En Antarctique, les AMP et la gestion écosystémique de la pêche peuvent contribuer à protéger la biodiversité en danger et améliorer les chances de parvenir à un océan en pleine santé et productif à long terme, mais offrent aussi de nombreux avantages pour l’économie mondiale. Un réseau intégré d’AMP dans l’océan Austral renforcera la résilience des écosystèmes et assurera la santé de l’océan pour l’ensemble de l’humanité et des générations à venir. La biodiversité unique de cet océan permet à ses écosystèmes de bénéficier à toute la planète et est jusqu’à récemment restée majoritairement préservée des impacts de l’activité humaine11.
Les scientifiques spécialisés dans l’Antarctique sont de plus en plus sûrs que l’océan Austral joue un rôle majeur dans la capture et la séquestration biologiques du carbone12. À titre d’exemple, le krill antarctique joue un rôle central dans le cycle des nutriments de l’océan Austral par l’importance de ses bancs, sa biomasse considérable, ses migrations quotidiennes dans la colonne d’eau et sa répartition étendue. Il influe à la fois sur la productivité en surface (étant la proie principale de nombreuses espèces) et sur le puits de carbone toujours plus important que constitue l’océan Austral (par le biais de ses déjections denses qui descendent rapidement au fond de l’océan)13.
Au fil du temps, les aires entièrement protégées et correctement financées donnent des poissons plus nombreux et plus gros, et une plus grande biodiversité. Des études montrent qu’environ 71 % des AMP ont un effet positif sur les populations globales de poissons14. Les AMP de l’océan Austral peuvent préserver les avantages économiques du tourisme, mais aussi stimuler la croissance économique par une hausse de la productivité des pêcheries. L’ouest de la péninsule Antarctique renferme des habitats vitaux aux espèces les plus emblématiques de l’océan. En dépit de son éloignement, il a attiré plus de 74 000 visiteurs en 2019 et 202015. L’industrie du tourisme antarctique connaît une croissance régulière depuis le début des années 90. Comme d’autres hauts lieux du tourisme l’ont montré, la montée en puissance d’un tourisme respectueux de l’environnement peut générer une hausse des investissements scientifiques16.

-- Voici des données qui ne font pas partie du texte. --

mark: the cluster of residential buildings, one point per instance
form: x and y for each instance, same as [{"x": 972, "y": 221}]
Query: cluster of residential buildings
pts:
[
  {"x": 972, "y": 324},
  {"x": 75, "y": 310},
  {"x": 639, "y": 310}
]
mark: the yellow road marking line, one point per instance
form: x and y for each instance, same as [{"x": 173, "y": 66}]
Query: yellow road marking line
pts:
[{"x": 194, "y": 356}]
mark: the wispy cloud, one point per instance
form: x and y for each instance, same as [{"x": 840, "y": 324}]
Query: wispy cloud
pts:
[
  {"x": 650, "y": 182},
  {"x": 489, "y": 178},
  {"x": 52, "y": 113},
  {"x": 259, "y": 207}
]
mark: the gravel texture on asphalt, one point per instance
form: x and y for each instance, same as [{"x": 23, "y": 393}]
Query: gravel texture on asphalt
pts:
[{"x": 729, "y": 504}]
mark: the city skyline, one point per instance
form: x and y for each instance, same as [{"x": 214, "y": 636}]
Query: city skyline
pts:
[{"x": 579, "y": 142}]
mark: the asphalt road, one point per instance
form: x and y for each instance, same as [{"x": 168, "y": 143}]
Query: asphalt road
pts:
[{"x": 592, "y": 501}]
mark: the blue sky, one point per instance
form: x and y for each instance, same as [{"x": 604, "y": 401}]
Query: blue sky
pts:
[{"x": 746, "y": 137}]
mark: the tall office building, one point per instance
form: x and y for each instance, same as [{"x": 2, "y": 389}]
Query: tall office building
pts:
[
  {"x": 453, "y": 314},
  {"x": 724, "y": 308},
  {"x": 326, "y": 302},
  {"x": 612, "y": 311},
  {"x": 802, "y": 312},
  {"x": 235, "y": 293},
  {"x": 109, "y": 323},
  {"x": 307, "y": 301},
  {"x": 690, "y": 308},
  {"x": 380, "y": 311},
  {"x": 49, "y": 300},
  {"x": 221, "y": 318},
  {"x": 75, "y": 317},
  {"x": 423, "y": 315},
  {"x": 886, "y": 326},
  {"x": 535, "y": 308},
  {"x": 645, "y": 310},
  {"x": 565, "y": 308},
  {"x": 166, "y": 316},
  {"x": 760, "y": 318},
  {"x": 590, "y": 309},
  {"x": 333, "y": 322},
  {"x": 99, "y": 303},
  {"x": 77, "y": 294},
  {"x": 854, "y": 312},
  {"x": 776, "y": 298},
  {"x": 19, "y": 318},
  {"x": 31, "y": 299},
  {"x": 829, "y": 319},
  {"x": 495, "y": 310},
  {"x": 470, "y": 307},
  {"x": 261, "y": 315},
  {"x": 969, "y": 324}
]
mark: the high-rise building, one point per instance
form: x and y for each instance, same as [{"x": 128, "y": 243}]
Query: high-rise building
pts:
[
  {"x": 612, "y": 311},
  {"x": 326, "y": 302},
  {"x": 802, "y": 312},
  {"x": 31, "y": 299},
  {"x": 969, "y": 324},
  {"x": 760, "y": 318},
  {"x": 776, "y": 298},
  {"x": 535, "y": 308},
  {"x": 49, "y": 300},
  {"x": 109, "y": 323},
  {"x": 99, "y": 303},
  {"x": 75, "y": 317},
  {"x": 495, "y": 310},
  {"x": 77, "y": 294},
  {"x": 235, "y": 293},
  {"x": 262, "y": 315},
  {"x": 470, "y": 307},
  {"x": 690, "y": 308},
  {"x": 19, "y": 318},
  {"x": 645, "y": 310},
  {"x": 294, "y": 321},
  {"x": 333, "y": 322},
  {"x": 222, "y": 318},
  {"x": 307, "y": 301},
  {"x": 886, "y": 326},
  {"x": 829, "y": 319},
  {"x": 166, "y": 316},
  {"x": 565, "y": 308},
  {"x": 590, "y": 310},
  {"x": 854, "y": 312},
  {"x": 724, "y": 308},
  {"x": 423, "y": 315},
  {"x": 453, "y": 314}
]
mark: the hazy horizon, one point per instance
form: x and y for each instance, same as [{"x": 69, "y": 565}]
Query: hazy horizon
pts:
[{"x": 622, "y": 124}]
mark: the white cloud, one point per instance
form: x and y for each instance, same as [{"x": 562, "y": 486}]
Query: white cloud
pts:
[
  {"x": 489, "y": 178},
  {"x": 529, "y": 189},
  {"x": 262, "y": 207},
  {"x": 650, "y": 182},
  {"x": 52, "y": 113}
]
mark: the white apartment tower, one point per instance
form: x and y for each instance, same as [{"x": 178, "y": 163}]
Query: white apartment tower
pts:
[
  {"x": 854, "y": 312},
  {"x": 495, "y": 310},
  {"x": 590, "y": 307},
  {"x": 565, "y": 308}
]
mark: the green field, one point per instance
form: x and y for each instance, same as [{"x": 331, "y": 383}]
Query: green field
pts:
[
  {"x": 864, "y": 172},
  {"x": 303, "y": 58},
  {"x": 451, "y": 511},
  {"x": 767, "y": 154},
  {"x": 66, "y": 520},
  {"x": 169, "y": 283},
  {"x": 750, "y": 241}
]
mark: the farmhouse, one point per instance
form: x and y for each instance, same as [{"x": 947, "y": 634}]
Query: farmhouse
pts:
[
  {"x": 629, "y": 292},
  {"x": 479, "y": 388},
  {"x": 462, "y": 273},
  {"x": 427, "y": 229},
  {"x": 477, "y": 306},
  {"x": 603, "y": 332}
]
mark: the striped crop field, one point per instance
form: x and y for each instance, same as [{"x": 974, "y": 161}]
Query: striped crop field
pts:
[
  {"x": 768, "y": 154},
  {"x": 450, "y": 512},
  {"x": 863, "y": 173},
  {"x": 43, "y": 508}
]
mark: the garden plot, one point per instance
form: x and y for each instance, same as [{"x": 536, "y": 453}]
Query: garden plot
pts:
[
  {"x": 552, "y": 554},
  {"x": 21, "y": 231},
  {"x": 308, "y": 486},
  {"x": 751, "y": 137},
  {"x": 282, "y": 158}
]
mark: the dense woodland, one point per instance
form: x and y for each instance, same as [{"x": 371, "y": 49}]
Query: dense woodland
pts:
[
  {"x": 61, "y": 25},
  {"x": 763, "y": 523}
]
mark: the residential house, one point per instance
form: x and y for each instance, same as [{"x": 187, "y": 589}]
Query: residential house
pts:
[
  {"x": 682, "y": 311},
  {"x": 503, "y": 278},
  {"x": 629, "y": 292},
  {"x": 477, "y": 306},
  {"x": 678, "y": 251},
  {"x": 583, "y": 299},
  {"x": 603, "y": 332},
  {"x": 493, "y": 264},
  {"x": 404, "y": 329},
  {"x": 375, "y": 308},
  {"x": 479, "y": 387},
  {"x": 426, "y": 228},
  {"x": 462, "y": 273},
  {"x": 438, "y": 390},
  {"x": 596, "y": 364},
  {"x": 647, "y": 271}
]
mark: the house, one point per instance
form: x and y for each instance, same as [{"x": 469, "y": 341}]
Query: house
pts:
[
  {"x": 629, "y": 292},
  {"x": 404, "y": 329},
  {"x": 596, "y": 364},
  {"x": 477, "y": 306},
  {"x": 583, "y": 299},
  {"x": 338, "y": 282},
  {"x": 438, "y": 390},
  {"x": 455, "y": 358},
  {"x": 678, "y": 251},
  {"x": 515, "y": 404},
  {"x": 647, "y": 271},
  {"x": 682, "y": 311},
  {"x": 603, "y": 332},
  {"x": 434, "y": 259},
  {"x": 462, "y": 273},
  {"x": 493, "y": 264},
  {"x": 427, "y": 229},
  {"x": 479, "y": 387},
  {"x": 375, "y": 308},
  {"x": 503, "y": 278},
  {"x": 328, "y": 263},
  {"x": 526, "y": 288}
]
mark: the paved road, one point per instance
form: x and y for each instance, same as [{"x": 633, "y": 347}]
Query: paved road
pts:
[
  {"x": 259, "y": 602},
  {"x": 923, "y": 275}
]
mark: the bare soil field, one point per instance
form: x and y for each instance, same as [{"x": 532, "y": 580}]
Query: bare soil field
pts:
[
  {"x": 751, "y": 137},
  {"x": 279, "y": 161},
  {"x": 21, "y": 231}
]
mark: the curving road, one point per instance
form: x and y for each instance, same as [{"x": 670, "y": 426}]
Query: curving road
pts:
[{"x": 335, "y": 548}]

En plus de favoriser le tourisme et la productivité des pêcheries, les AMP protégeant la biodiversité de l’océan Austral préservent aussi des ressources génétiques stratégiques, comme les enzymes d’éponges utilisées pour lutter contre le cancer et d’autres maladies, de vastes quantités d’eau et d’air frais, le cycle mondial des nutriments et les capacités irremplaçables de régulation du climat de l’Antarctique.
L’effet d’entraînement permet aux AMP de l’océan Austral de favoriser la bonne santé du krill antarctique et de la légine, et le maintien d’une population de poissons viable pour notre génération et les prochaines (voir graphique). Les recherches visant à quantifier la valeur de l’océan Austral, que l’on sait déjà immense, sont toujours en cours, mais les scientifiques savent qu’il est nécessaire de le protéger dès maintenant, à la fois sur le plan environnemental et sur le plan économique.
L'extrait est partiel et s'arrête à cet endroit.